I will leave the Khan Academy stuff alone. If anything, it has managed to get a lot of people talking about education in a way that they weren’t previously doing. If you’re interested in some of the heavier discussions related to Khan Academy, you can check out one of Frank Noschese’s recent posts or follow him on twitter (@fnoschese) since he is getting involved in a lot of Khan-related discussions and tweeting about it.
- Violating the Laws of Grading: A Repeat Offender’s Story: Terie Engelbrecht (@mrsebiology) recently started blogging and there was much rejoicing. In this post she talks about some of her problems encountered in implementing SBG, and reminds us of the laws of grading at the high-school-level (which get downgraded to rules of thumb of grading at the University level):
- Law of Right Answers: I get all right answers, I get A…right?

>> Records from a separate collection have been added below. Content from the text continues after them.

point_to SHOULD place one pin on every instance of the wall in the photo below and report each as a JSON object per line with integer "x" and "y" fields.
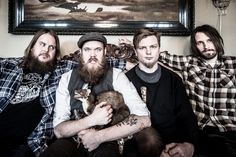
{"x": 205, "y": 13}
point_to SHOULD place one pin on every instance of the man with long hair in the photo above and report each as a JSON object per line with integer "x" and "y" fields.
{"x": 27, "y": 86}
{"x": 210, "y": 81}
{"x": 69, "y": 122}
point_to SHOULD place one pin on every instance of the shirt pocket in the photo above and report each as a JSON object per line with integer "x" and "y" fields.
{"x": 227, "y": 79}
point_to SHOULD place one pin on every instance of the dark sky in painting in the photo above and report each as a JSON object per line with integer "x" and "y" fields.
{"x": 104, "y": 10}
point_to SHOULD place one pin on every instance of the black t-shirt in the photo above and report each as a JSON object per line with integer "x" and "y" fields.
{"x": 171, "y": 112}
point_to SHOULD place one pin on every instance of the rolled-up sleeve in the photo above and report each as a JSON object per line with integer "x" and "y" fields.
{"x": 62, "y": 108}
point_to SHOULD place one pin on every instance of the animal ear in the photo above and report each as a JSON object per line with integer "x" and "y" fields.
{"x": 89, "y": 91}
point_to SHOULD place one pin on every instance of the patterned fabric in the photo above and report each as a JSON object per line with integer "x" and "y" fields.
{"x": 10, "y": 81}
{"x": 11, "y": 76}
{"x": 211, "y": 90}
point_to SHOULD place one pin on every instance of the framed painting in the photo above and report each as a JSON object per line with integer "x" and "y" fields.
{"x": 111, "y": 17}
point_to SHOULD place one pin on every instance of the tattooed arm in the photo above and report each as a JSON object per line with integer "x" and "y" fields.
{"x": 91, "y": 138}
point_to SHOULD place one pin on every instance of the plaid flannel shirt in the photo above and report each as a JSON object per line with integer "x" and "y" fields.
{"x": 10, "y": 80}
{"x": 211, "y": 90}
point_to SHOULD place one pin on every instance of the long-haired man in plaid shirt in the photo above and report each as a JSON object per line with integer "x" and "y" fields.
{"x": 210, "y": 82}
{"x": 27, "y": 95}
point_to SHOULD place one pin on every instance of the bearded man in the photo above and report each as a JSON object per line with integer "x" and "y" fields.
{"x": 93, "y": 74}
{"x": 210, "y": 81}
{"x": 27, "y": 86}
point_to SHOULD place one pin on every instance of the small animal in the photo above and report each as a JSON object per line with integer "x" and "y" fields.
{"x": 148, "y": 140}
{"x": 113, "y": 98}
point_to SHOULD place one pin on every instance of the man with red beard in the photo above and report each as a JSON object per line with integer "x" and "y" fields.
{"x": 27, "y": 86}
{"x": 93, "y": 74}
{"x": 210, "y": 81}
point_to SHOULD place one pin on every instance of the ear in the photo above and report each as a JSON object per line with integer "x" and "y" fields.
{"x": 105, "y": 51}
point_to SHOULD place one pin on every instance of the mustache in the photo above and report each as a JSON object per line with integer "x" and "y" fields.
{"x": 92, "y": 59}
{"x": 44, "y": 54}
{"x": 205, "y": 50}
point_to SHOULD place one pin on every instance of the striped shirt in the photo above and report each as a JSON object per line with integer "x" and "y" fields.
{"x": 211, "y": 90}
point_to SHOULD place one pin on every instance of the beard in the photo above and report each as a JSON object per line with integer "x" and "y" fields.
{"x": 208, "y": 54}
{"x": 94, "y": 74}
{"x": 34, "y": 65}
{"x": 148, "y": 64}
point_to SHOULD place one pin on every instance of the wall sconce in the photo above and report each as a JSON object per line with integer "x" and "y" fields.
{"x": 221, "y": 6}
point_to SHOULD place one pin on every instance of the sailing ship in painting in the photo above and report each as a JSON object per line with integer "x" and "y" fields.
{"x": 105, "y": 10}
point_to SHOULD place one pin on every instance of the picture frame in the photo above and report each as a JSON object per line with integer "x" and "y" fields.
{"x": 20, "y": 21}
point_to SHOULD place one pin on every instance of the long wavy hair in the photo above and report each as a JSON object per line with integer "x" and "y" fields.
{"x": 213, "y": 34}
{"x": 27, "y": 53}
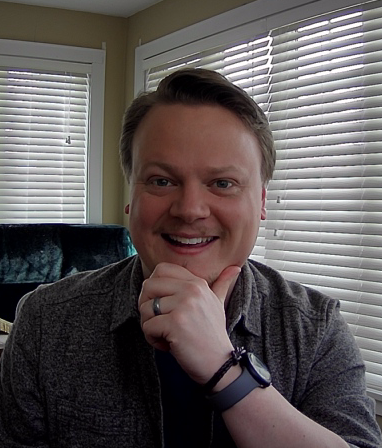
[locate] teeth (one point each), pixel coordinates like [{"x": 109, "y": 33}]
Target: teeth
[{"x": 190, "y": 241}]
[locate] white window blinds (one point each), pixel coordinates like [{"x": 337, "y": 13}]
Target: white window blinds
[
  {"x": 319, "y": 83},
  {"x": 51, "y": 132},
  {"x": 43, "y": 145}
]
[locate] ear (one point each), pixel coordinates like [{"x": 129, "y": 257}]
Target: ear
[{"x": 263, "y": 200}]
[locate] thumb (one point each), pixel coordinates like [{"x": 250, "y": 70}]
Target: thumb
[{"x": 225, "y": 282}]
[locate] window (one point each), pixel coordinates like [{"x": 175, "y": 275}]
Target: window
[
  {"x": 315, "y": 71},
  {"x": 51, "y": 124}
]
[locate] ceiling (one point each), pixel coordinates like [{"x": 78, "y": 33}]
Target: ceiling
[{"x": 119, "y": 8}]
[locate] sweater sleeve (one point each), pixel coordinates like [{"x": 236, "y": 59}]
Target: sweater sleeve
[
  {"x": 22, "y": 418},
  {"x": 336, "y": 392}
]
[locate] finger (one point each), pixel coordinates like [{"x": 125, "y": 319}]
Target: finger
[
  {"x": 156, "y": 334},
  {"x": 170, "y": 270},
  {"x": 225, "y": 282}
]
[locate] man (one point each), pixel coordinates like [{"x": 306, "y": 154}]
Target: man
[{"x": 168, "y": 348}]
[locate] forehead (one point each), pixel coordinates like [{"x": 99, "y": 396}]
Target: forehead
[{"x": 187, "y": 133}]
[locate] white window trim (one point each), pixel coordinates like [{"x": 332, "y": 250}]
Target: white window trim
[
  {"x": 95, "y": 58},
  {"x": 268, "y": 14}
]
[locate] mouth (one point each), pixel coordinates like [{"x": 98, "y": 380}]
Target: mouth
[{"x": 188, "y": 242}]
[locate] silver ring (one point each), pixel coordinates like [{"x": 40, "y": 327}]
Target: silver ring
[{"x": 156, "y": 306}]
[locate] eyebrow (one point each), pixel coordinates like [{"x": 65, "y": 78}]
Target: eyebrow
[{"x": 173, "y": 169}]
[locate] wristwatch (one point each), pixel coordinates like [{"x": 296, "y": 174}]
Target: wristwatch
[{"x": 254, "y": 374}]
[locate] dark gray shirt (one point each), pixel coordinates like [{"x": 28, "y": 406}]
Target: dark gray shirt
[{"x": 77, "y": 371}]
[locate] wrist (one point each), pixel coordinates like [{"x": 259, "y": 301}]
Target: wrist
[
  {"x": 221, "y": 373},
  {"x": 233, "y": 373}
]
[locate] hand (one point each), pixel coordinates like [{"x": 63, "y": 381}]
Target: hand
[{"x": 192, "y": 325}]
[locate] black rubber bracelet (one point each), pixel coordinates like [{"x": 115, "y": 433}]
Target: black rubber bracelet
[
  {"x": 236, "y": 355},
  {"x": 234, "y": 392}
]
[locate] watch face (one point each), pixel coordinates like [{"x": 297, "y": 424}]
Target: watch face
[{"x": 258, "y": 370}]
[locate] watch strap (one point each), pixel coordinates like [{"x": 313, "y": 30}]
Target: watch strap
[
  {"x": 234, "y": 359},
  {"x": 234, "y": 392}
]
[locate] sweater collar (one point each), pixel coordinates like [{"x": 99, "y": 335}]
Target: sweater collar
[{"x": 245, "y": 302}]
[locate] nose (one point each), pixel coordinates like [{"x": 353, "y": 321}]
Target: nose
[{"x": 190, "y": 203}]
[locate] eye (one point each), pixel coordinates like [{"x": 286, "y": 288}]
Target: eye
[{"x": 223, "y": 183}]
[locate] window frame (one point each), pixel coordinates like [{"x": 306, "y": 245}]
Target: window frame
[{"x": 95, "y": 59}]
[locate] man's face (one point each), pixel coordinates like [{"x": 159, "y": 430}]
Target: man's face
[{"x": 196, "y": 191}]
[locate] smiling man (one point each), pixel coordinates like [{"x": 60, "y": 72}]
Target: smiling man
[{"x": 189, "y": 343}]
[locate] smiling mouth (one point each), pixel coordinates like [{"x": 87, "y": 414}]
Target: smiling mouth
[{"x": 188, "y": 242}]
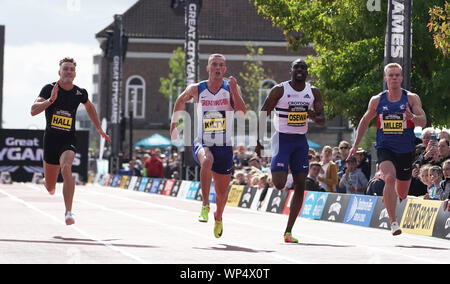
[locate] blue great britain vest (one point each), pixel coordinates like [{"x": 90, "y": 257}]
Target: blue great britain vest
[{"x": 394, "y": 132}]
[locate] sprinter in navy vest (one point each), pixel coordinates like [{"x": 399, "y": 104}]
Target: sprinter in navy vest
[
  {"x": 60, "y": 101},
  {"x": 397, "y": 111}
]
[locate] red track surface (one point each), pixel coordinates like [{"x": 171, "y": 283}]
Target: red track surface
[{"x": 120, "y": 226}]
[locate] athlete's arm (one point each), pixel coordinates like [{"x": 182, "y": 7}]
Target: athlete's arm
[
  {"x": 318, "y": 115},
  {"x": 370, "y": 114},
  {"x": 236, "y": 96},
  {"x": 269, "y": 104},
  {"x": 415, "y": 113},
  {"x": 191, "y": 92},
  {"x": 41, "y": 104},
  {"x": 92, "y": 113}
]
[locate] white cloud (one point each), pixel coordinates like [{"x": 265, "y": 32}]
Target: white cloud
[{"x": 29, "y": 67}]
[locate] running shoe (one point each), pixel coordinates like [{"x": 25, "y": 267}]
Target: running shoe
[
  {"x": 204, "y": 214},
  {"x": 69, "y": 219},
  {"x": 218, "y": 228},
  {"x": 288, "y": 238},
  {"x": 395, "y": 229}
]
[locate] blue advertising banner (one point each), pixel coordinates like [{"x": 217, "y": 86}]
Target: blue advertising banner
[
  {"x": 360, "y": 210},
  {"x": 192, "y": 192}
]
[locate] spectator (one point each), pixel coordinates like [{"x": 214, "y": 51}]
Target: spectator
[
  {"x": 417, "y": 188},
  {"x": 361, "y": 160},
  {"x": 353, "y": 179},
  {"x": 312, "y": 184},
  {"x": 435, "y": 174},
  {"x": 444, "y": 134},
  {"x": 443, "y": 150},
  {"x": 154, "y": 166},
  {"x": 376, "y": 184},
  {"x": 329, "y": 179},
  {"x": 444, "y": 186},
  {"x": 344, "y": 149},
  {"x": 336, "y": 155},
  {"x": 425, "y": 177}
]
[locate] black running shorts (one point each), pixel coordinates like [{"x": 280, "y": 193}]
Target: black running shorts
[
  {"x": 56, "y": 144},
  {"x": 402, "y": 162}
]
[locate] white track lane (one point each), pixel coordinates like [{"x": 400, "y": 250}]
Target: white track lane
[{"x": 120, "y": 226}]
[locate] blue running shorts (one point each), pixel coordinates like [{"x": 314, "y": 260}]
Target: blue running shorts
[{"x": 289, "y": 151}]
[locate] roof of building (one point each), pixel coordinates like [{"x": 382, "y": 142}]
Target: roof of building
[{"x": 218, "y": 20}]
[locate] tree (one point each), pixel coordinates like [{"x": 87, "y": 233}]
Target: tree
[
  {"x": 349, "y": 42},
  {"x": 169, "y": 86},
  {"x": 439, "y": 26},
  {"x": 252, "y": 77}
]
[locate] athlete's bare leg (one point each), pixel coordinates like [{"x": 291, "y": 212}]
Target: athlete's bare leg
[
  {"x": 206, "y": 160},
  {"x": 297, "y": 200},
  {"x": 221, "y": 182},
  {"x": 50, "y": 176},
  {"x": 66, "y": 161},
  {"x": 389, "y": 193}
]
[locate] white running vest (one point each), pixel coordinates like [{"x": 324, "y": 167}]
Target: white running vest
[
  {"x": 291, "y": 111},
  {"x": 214, "y": 116}
]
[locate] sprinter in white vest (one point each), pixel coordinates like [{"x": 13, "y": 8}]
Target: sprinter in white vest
[
  {"x": 295, "y": 102},
  {"x": 216, "y": 99}
]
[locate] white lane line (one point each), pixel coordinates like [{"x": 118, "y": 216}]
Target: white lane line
[
  {"x": 76, "y": 228},
  {"x": 372, "y": 250}
]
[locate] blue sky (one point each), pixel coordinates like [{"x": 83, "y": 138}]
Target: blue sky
[{"x": 37, "y": 34}]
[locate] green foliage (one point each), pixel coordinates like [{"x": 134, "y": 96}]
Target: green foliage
[
  {"x": 439, "y": 26},
  {"x": 176, "y": 76},
  {"x": 252, "y": 77},
  {"x": 349, "y": 44}
]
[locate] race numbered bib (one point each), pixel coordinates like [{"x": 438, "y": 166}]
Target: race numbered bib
[
  {"x": 62, "y": 120},
  {"x": 297, "y": 116},
  {"x": 214, "y": 122},
  {"x": 393, "y": 123}
]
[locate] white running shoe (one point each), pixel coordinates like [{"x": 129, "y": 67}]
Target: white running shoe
[
  {"x": 395, "y": 229},
  {"x": 69, "y": 219}
]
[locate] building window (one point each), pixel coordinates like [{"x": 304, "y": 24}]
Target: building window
[
  {"x": 264, "y": 89},
  {"x": 135, "y": 97}
]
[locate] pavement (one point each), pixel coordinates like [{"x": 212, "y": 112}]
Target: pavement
[{"x": 118, "y": 226}]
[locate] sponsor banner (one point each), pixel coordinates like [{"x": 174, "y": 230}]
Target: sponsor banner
[
  {"x": 175, "y": 188},
  {"x": 21, "y": 153},
  {"x": 155, "y": 185},
  {"x": 123, "y": 182},
  {"x": 138, "y": 183},
  {"x": 255, "y": 202},
  {"x": 143, "y": 184},
  {"x": 168, "y": 187},
  {"x": 287, "y": 205},
  {"x": 132, "y": 183},
  {"x": 247, "y": 197},
  {"x": 276, "y": 201},
  {"x": 234, "y": 195},
  {"x": 360, "y": 210},
  {"x": 193, "y": 188},
  {"x": 419, "y": 216},
  {"x": 335, "y": 207},
  {"x": 115, "y": 181},
  {"x": 313, "y": 204},
  {"x": 90, "y": 178},
  {"x": 442, "y": 224},
  {"x": 380, "y": 217},
  {"x": 184, "y": 188}
]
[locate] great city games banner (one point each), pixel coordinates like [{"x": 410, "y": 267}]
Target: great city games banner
[{"x": 21, "y": 153}]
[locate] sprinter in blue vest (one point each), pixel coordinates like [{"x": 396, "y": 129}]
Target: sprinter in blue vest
[{"x": 398, "y": 111}]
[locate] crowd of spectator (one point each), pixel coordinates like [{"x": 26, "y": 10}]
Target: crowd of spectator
[{"x": 329, "y": 170}]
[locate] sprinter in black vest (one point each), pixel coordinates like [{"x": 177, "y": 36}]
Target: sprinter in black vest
[{"x": 60, "y": 101}]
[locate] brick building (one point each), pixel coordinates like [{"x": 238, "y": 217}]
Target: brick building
[{"x": 155, "y": 29}]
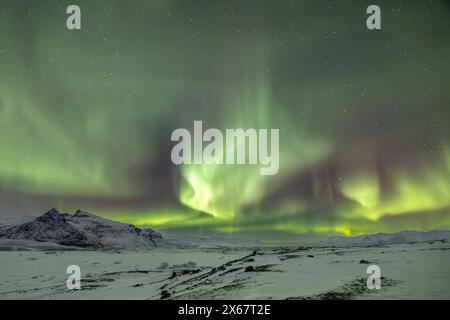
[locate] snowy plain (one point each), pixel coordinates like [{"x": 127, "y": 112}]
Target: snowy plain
[{"x": 409, "y": 271}]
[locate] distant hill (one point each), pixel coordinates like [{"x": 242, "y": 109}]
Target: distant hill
[
  {"x": 12, "y": 216},
  {"x": 79, "y": 231}
]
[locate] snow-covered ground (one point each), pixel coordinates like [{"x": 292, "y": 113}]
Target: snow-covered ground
[{"x": 409, "y": 271}]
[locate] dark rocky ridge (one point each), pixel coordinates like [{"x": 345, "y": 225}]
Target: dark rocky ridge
[{"x": 82, "y": 230}]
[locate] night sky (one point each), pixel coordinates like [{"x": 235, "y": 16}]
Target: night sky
[{"x": 364, "y": 116}]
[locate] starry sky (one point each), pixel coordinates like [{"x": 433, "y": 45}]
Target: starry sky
[{"x": 364, "y": 116}]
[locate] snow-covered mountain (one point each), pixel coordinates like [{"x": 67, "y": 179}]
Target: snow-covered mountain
[
  {"x": 386, "y": 239},
  {"x": 81, "y": 230}
]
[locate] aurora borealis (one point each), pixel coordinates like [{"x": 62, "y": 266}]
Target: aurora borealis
[{"x": 364, "y": 116}]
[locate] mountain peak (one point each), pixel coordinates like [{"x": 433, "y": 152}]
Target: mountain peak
[{"x": 83, "y": 230}]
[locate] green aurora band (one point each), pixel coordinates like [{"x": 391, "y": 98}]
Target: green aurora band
[{"x": 364, "y": 117}]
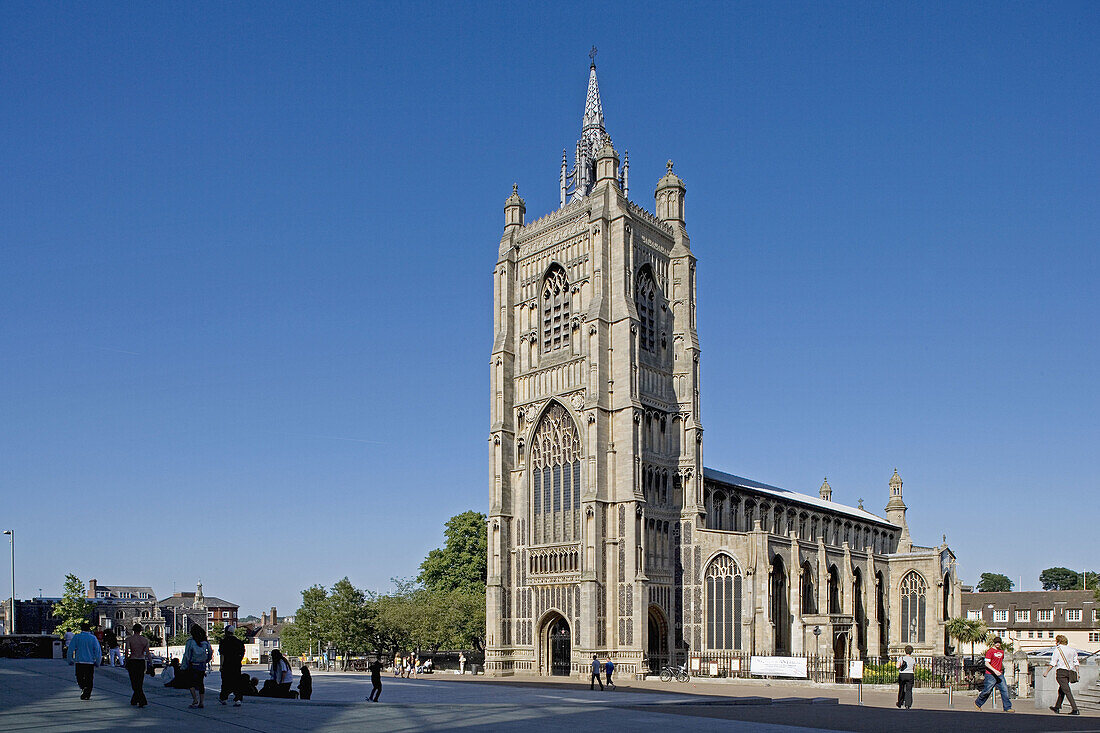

- Law of I Can’t Get a B Because I Always Get an A: The “oh man are they in for a surprise when they get to university” law
- Law of GPAs: chewing gum and ruining lives
- Five questions I haven’t been able to answer yet about the inverted classroom: Robert Talbert (Casting Out Nines bl0g) has three flipped classroom related posts this week, but this one was the one that generated the most comment-based conversation. I wrote up nice long comments to add twice, but they got lost in the ether. Oh well.
Learning From Mistakes
This was a delightfully hot topic this week.
- Proof of concept: could students learn more if Kahn made mistakes? John Burk (Quantum Progress blog) shows off a screencast of a worked example with a purposeful mistake in it and a nice discussion about using this as a learning tool for students follows. I even propose a study in my own courses in fall, but it’s not yet fully fleshed out.
- The Mistake Game: Kelly O’Shea (Physics! Blog!) takes the above idea one step further and gets her students to embed mistake(s) in their presented whiteboarding solutions in response to them being bored with seeing the correct solutions all the time.
- Shared labs: Andy Rundquist (I’m not watching TV blog) talks about how he manages to get multiple groups using the same experimental apparatus by having one group write-up procedure and theory, the next week another group takes the data, and on the third week yet another group does the data analysis. So each group gets exposure to 3 labs over this period. I wonder in the comment how this model can be adapted to self-directed labs.